Supervising online use
Please remember the importance of supervising your child’s online usage.
Basic guidelines for parental supervision:
- Spend time online together to teach your kids appropriate online behavior.
- Keep the computer in a common area where you can watch and monitor its use, not in individual bedrooms. Monitor any time spent on smartphones or tablets.
- Bookmark kids' favorite sites for easy access.
- Check your credit card and phone bills for unfamiliar account charges.
- Find out what, if any, online protection is offered by your child's school, after-school center, friends' homes, or any place where kids could use a computer without your supervision.
- Take your child seriously if he or she reports an uncomfortable online exchange.
Facebook and photo-sharing site Instagram both require users to be at least 13 years old before they can create an account. Creating a Facebook account with false info is a violation of Facebook's terms, including accounts registered for someone under 13.
Twitter, the site where users post messages and tweets in 140 characters, says you must be at least "13-years-old to use its services".
At first Snapchat, which allows people to post videos and photos for 10 seconds before they disappear, restricted anyone under the age of 13 from using their site.
It then introduced a limited version of the app for under 13s - called SnapKidz - which allows photos and drawing but not sending messages. Users aged under 13 are redirected to Snapkidz.
The minimum age for the mobile phone messaging app WhatsApp is 16-years-old.
YouTube requires accounts holders to be aged 18 and over, and also restricts much of its content to over 18s, but it will also allow a 13-year-old to sign up with their parent's permission.

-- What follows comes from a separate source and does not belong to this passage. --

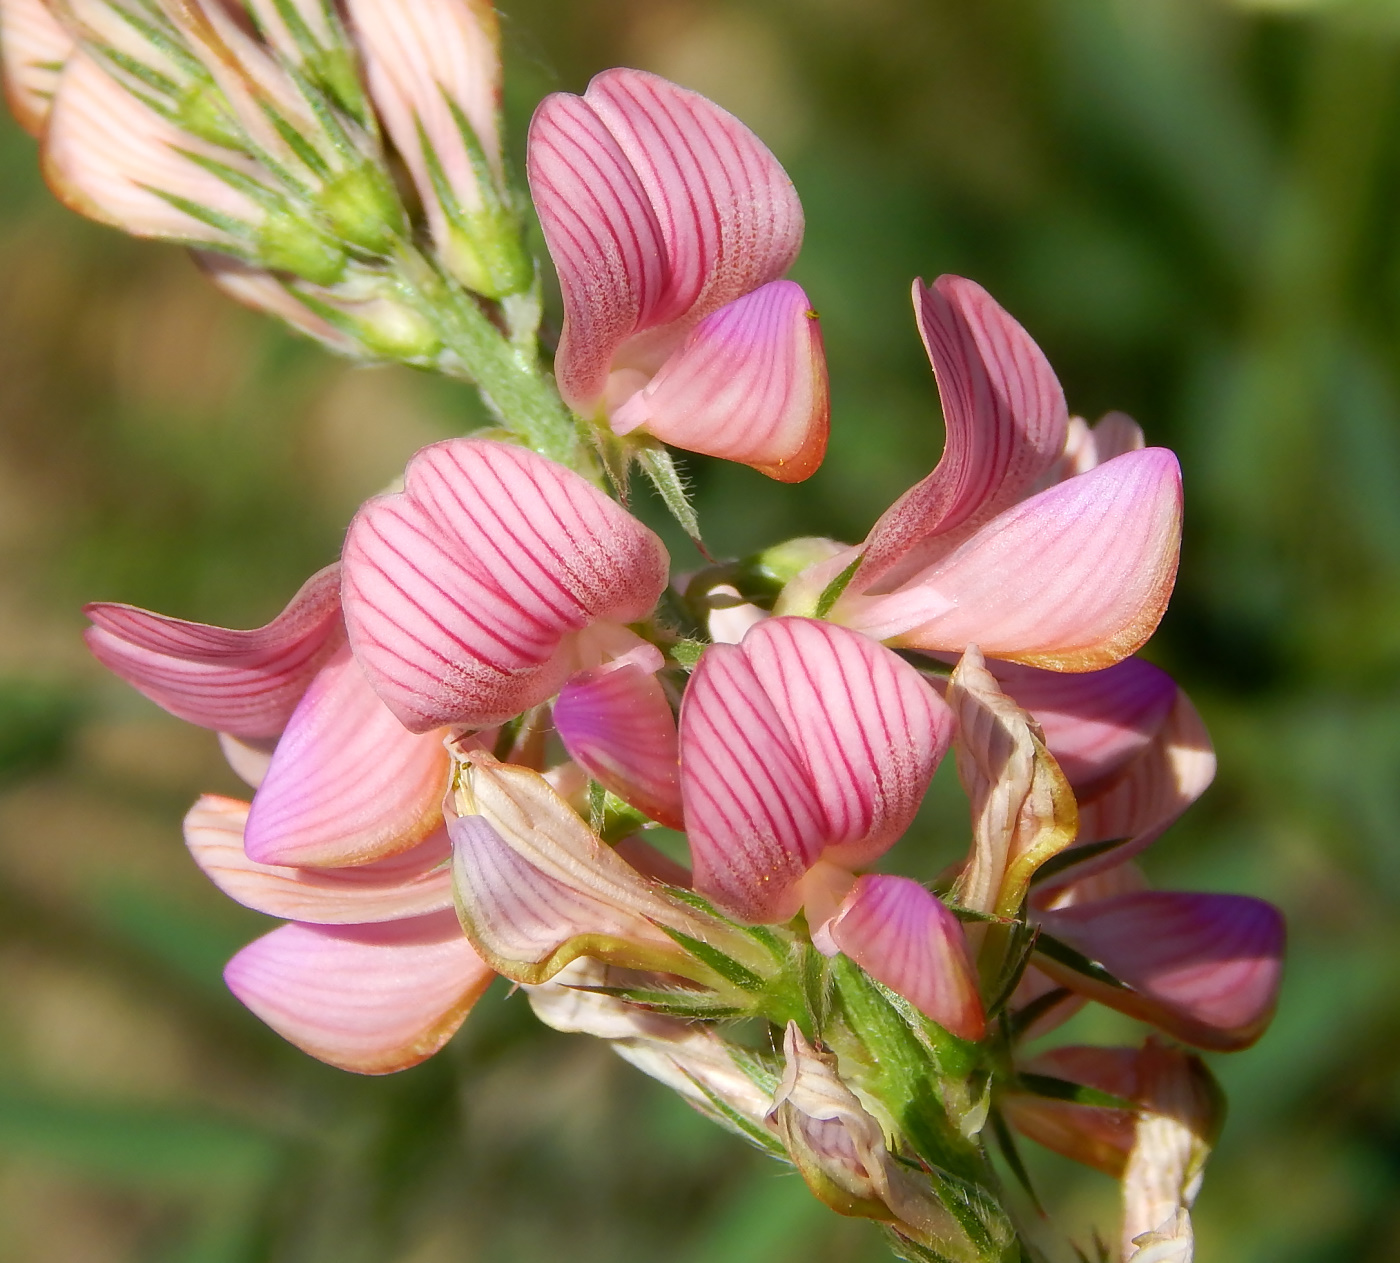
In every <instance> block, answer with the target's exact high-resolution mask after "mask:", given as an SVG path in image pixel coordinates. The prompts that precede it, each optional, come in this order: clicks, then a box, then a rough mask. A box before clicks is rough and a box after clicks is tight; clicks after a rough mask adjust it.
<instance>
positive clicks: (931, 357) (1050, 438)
mask: <svg viewBox="0 0 1400 1263" xmlns="http://www.w3.org/2000/svg"><path fill="white" fill-rule="evenodd" d="M914 314H916V315H917V318H918V332H920V335H921V336H923V339H924V347H925V350H927V351H928V358H930V363H931V364H932V365H934V377H935V378H937V379H938V396H939V399H941V400H942V406H944V427H945V433H946V438H945V442H944V456H942V459H941V461H939V462H938V468H937V469H935V470H934V472H932V473H931V475H928V477H925V479H924V480H923V482H921V483H918V484H917V486H914V487H911V489H910V490H909V491H906V493H904V494H903V496H902V497H900V498H899V500H896V501H895V504H893V505H892V507H890V508H889V510H886V512H885V515H883V517H882V518H881V519H879V521H878V522H876V524H875V528H874V529H872V531H871V533H869V538H868V539H867V545H865V560H864V563H862V564H861V570H860V574H858V577H857V582H860V584H861V585H862V587H869V585H871V584H874V582H876V581H878V580H879V578H881V577H883V575H886V574H888V573H889V571H892V570H893V568H895V567H896V566H899V567H900V568H902V570H903V573H906V574H907V573H909V568H910V567H913V566H917V564H918V563H917V559H916V556H913V553H914V552H916V550H917V549H920V546H921V545H924V543H927V542H928V540H932V539H934V538H935V536H939V535H946V533H948V532H951V531H955V529H956V528H959V526H963V528H965V529H970V528H972V526H974V525H977V524H980V522H986V521H988V519H990V518H991V517H993V515H994V514H997V512H1000V511H1001V510H1004V508H1008V507H1009V505H1012V504H1015V503H1016V500H1019V498H1021V497H1022V496H1023V494H1025V493H1026V491H1028V490H1029V489H1030V487H1032V486H1033V483H1035V482H1036V479H1037V477H1040V476H1042V475H1043V473H1044V472H1046V469H1049V468H1050V465H1053V463H1054V461H1056V459H1057V458H1058V456H1060V452H1061V451H1063V449H1064V440H1065V426H1067V421H1068V414H1067V410H1065V405H1064V391H1061V389H1060V382H1058V381H1057V379H1056V375H1054V370H1051V368H1050V363H1049V361H1047V360H1046V357H1044V353H1043V351H1042V350H1040V347H1037V346H1036V344H1035V342H1033V340H1032V339H1030V335H1029V333H1026V330H1025V329H1022V328H1021V325H1018V323H1016V322H1015V321H1014V319H1012V318H1011V316H1009V315H1008V314H1007V312H1005V311H1004V309H1002V308H1001V307H1000V305H998V304H997V301H995V300H994V298H993V297H991V295H990V294H988V293H987V291H986V290H984V288H983V287H981V286H979V284H977V283H976V281H970V280H966V279H963V277H960V276H941V277H938V280H935V281H934V283H932V284H931V286H925V284H924V283H923V281H918V280H916V281H914ZM925 560H927V559H925Z"/></svg>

Reduce the risk. The UK Council for Internet Safety has guidance on minimising children’s exposure to risks online. The UK Safer Internet Centre with Childnet International has specific guidance on under 5s.
Talk to your child. Childnet has guidance for parents and carers to begin a conversation about online safety and Ditch the Label teacher resources that can be helpful for parents to discuss cyberbullying and the government also has helpful advice. Encourage your child to speak to you or a trusted adult if they come across content that makes them uncomfortable.